Version 0.2 utilized synchronous architecture with basic multi-agent conversations and foundational tools for building agent workflows. Configured model client using list of dictionaries. Enabled caching by setting cache_seed in LLM config. Used assistant.send to handle incoming messages.

Version 0.4 introduces event-driven, asynchronous architecture enhancing scalability and responsiveness. Provides advanced communication patterns allowing flexible, dynamic agent interactions.

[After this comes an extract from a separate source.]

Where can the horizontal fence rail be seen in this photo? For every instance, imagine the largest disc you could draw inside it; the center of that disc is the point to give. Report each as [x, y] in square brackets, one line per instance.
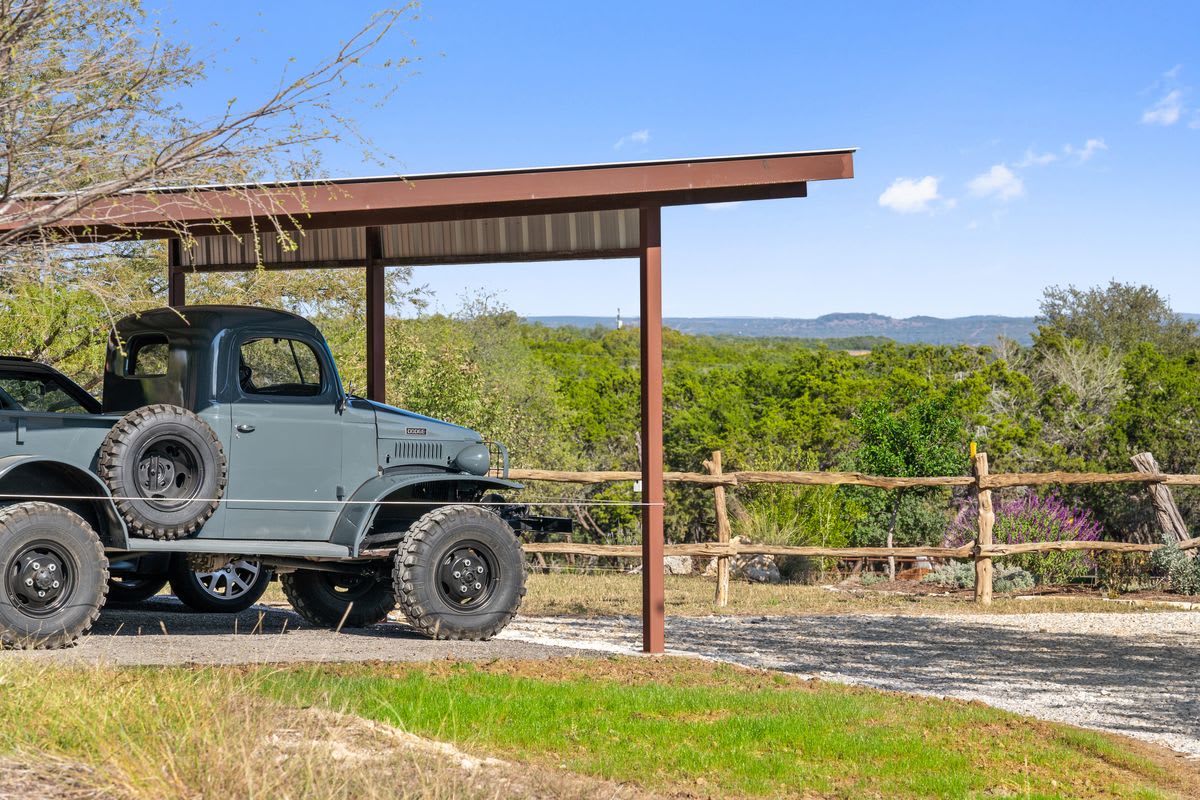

Enhances extensibility with modular components.

Breaking changes in migration from 0.2 to 0.4:

Model client configuration now uses component configuration system:

from autogen_core.models import ChatCompletionClient
 
config = {
    "provider": "OpenAIChatCompletionClient",
    "config": {
        "model": "gpt-4o",
        "api_key": "sk-xxx"
    }
}
 
model_client = ChatCompletionClient.load_component(config)

Cache management not enabled by default in 0.4. To use caching, wrap model client with ChatCompletionCache and choose cache store like DiskCacheStore or RedisStore.

Agent interaction replaces assistant.send with asynchronous methods assistant.on_messages or assistant.on_messages_stream supporting streaming responses.

The architectural overhaul from synchronous to asynchronous represents fundamental redesign requiring code changes beyond simple API updates. Applications must adapt to event-driven patterns and asynchronous execution models.

AutoGen Studio

AutoGen Studio provides low-code interface for rapid prototyping, testing, and sharing of multi-agent workflows.

Drag-and-Drop Team Builder enables visual workflow design where users create agent teams by dragging components (agents, models, tools, termination conditions) onto canvas. Simplifies defining complex multi-agent workflows without extensive coding.

Real-Time Updates display agent action streams as tasks execute. Provides immediate feedback on agent interactions, enhancing debugging and testing processes.

Interactive Testing allows users to test agent teams on specific tasks within Team Builder. Users review generated artifacts and monitor agent actions, refining behaviors to ensure desired outcomes.

Component Galleries enable sharing and reusing components (agents, models, tools) across projects. Fosters collaborative environment and accelerates development by leveraging community-contributed components.

Message Flow Visualization shows conversation progression between agents with timeline views and message inspection. Helps developers understand agent interactions and identify communication bottlenecks or logic errors.

Mid-Execution Control allows pausing, inspecting, and modifying agent execution during runtime. Enables intervention in workflows for debugging or steering conversations in specific directions.